Un soldado con un sueño cumplido

La NBA inició su curso 2012/2013 hace unas semanas con el tan esperado draft de rookies, un emotivo evento donde los mejores jugadores universitarios inician su andadura profesional en el tortuoso camino de la NBA, un deporte para algunos y un negocio para otros, pero sin duda un lugar donde convergen multitud de historias.

Anthony Davis, el protagonista. El único jugador de los 60 seleccionados que de antemano sabía cual sería su sendero en esa noche. Michael Kidd-Gilchrist, compañero del primero y amparado por su coach Calipari en el evento. Bradley Beal, el tercer novato de la noche, conformaba un quinteto interesante para un equipo lacrado como los Wizards. Dion Waiters, la gran sorpresa del evento, criticado por su elevado hype. Thomas Robinson, un luchador y atleta que ha tenido que salir adelante por su familia...

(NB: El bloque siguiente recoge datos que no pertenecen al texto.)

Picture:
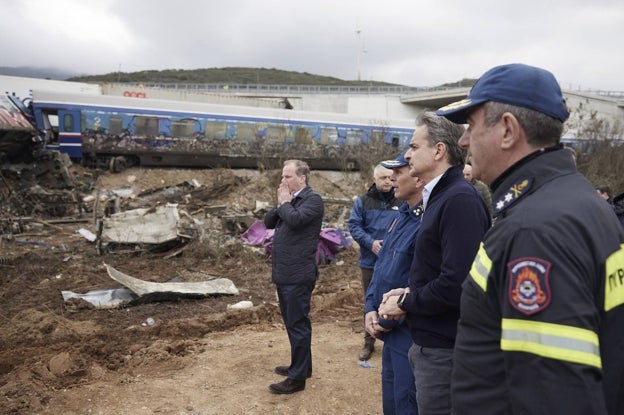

Cada jugador ha escrito su propio libro de los continuos obstáculos que ha tenido que superar hasta llegar a la cima más alta, y múltiples son las razones por los cuales han aterrizado juntos todos ellos en la misma generación, sean razones económicas para ayudar con los gastos familiares o para hacer dinero rápido, razones deportivas para competir frente a los mejores deportistas del mundo en esta especialidad, razones personales para cumplir el sueño de jugar en esta competición como lo hicieron sus ídolos de la infancia o, simplemente, porque han estado toda una vida jugando a ésto y no saben hacer otra cosa.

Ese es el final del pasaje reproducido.